Software as a Service steckt heute noch in den Kinderschuhen. Zwar treiben verschiedene Anbieter das Geschäft mit den abonnierbaren Services voran. In Amerika gibt es einen Trend bei den sog. „Under-served“ Business-Applikationen, bei wenig geschäftskritischen Anwendungen wie z. B. Reise- und Spesenverwal-tung also. Der Anbieter Salesforce.com gilt dabei als Pionier für Software as a Service mit seiner CRM-Applikation. In der Schweiz besteht jedoch noch kaum aktive Kundennachfrage. Weshalb ist das so?

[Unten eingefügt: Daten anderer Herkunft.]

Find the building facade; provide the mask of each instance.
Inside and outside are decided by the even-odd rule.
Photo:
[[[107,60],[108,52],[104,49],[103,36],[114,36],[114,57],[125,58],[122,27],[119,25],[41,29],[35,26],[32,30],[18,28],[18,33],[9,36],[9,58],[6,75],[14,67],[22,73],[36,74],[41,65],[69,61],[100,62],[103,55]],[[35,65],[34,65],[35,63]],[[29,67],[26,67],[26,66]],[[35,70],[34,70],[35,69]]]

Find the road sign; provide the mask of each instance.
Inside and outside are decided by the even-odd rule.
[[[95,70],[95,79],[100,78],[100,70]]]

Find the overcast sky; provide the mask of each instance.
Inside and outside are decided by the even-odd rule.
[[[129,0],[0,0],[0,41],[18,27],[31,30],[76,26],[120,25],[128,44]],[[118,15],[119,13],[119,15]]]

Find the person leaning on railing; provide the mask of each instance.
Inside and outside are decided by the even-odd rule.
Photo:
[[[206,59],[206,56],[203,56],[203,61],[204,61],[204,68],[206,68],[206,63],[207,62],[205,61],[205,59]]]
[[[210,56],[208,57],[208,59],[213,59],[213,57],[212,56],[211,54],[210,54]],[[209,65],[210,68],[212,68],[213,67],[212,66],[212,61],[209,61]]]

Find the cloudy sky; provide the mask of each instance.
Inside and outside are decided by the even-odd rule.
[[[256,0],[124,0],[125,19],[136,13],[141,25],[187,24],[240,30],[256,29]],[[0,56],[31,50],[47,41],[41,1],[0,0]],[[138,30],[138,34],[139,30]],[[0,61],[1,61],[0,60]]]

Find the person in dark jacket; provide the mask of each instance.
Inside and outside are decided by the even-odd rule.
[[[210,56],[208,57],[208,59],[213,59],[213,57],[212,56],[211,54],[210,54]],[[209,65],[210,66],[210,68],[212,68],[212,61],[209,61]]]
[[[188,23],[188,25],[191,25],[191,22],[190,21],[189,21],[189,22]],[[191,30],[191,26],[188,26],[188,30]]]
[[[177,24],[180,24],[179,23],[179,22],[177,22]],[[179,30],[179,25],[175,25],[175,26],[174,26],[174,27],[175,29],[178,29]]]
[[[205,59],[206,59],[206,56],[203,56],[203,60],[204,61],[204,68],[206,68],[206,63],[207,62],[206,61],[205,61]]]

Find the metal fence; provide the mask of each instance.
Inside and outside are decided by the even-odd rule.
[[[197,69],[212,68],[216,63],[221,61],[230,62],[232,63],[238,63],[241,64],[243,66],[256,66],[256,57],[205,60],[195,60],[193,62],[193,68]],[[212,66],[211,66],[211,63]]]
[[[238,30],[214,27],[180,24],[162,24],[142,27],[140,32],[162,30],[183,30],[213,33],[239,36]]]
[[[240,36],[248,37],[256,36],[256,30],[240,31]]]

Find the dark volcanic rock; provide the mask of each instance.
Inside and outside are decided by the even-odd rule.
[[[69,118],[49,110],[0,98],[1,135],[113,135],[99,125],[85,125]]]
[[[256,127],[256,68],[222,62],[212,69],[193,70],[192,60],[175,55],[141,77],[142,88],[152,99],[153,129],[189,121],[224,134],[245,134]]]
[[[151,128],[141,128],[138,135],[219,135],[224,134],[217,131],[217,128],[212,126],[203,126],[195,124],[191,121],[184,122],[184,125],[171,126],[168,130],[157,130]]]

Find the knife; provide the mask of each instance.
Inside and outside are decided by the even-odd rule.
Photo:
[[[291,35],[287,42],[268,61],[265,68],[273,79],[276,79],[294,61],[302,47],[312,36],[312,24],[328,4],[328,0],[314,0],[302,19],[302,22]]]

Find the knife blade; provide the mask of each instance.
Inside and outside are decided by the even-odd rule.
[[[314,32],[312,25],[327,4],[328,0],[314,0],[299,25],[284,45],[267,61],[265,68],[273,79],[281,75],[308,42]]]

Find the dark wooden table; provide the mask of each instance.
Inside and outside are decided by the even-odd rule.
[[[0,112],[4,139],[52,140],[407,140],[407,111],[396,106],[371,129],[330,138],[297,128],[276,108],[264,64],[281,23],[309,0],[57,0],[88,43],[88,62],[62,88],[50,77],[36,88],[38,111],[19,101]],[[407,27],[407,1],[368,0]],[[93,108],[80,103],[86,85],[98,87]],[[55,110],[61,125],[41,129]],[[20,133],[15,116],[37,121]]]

Schliesslich zeigt eine Studie der Fachhochschule Zürich (Winterthur) beispielhaft, dass sich erst ab 48 Mailboxen der Betrieb eines eigenen Microsoft Exchange Servers lohnt. Man kann davon ausgehen, dass in längerfristiger Zukunft kleinere Firmen (bis ca. 50 Mitarbeiter) nur noch vereinzelt eigene Server betreiben werden. Trotzdem ist Software as a Service – also der Bezug von Applikationen über das Web – heute noch kein Massenservice in der Schweiz. Ist das eine Kulturfrage, einfache Unwissenheit, sind die Angebote der Service Provider (immer noch) zu jung oder deren Marketing (zu) schlecht? Welche SaaS-Angebote nutzen Sie bzw. an welchen Services wären Sie interessiert? Ihre Meinung dazu interessiert uns.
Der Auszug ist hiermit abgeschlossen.